Whenever the season for giving comes around, the question of gifts for caregivers arises. Whether your loved one is assisted by a primary caregiver, or whether an outside caregiver supports family caregiving efforts, she may wonder if it’s appropriate to offer him a gift during the holiday season. But how much money is appropriate to budget for a caregiver’s gift, and what kind of gift is best? Based on the advice of experts, here are the dos and don’ts of giving holiday gifts to caregivers to show gratitude for the help and energy they’ve shared all year.
According to Emily Post, an authority on etiquette, you or your senior should think about several variables before deciding to offer your caregiver a gift. The first among these considerations should be budget. If your senior cannot afford a monetary gift, Post suggests something homemade from the kitchen, something fashioned by hand, or a card containing a sincere, handwritten expression of gratitude in two or three sentences. Gifts such as these often feel more authentic than anything expensive or store-bought, and they won’t break the bank for seniors living on fixed incomes.
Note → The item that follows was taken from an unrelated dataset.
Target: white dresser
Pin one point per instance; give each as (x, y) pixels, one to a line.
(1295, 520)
You should also consider how long the caregiver has been working with you — two months is a sufficient amount of time to be given a gift — and your senior’s relationship with the caregiver, including frequency and quality of care. Advice differs on whether your senior should give the gift directly, or if you or another family member should make the gesture. This decision is best made based on your individual situation.
Many caregiving agencies today prohibit gifts to their employees to avoid charges of elder abuse. If your caregiver was hired through an agency, it is important to reach out and learn their rules. If they do prohibit direct gifts for caregivers, see if a donation to the agency is acceptable, and if so, how it would be used. Some agencies, such as Visiting Angels, do permit gifts for caregivers so long as they are given through the agency, to avoid misrepresentation and misunderstanding.
Calculating the Right Amount
Most caregivers today don’t earn much over minimum wage, and many agencies don’t provide healthcare benefits, so caregivers count on monetary gifts or bonuses to help them make ends meet. Wendy Sachs at Care.com suggests using the one-week-salary rule as a guideline for gifts or bonuses; two weeks’ salary may also appropriate if the caregiver has been with your senior for many years.
Welcome gifts other than money might include gift cards to a favorite retailer, restaurant, movie theater, or spa — and getting creative adds to the pleasure of being rewarded for a job well done. As Post advises, however, any gift should be accompanied by a personal thank-you card, which will mean the most of all.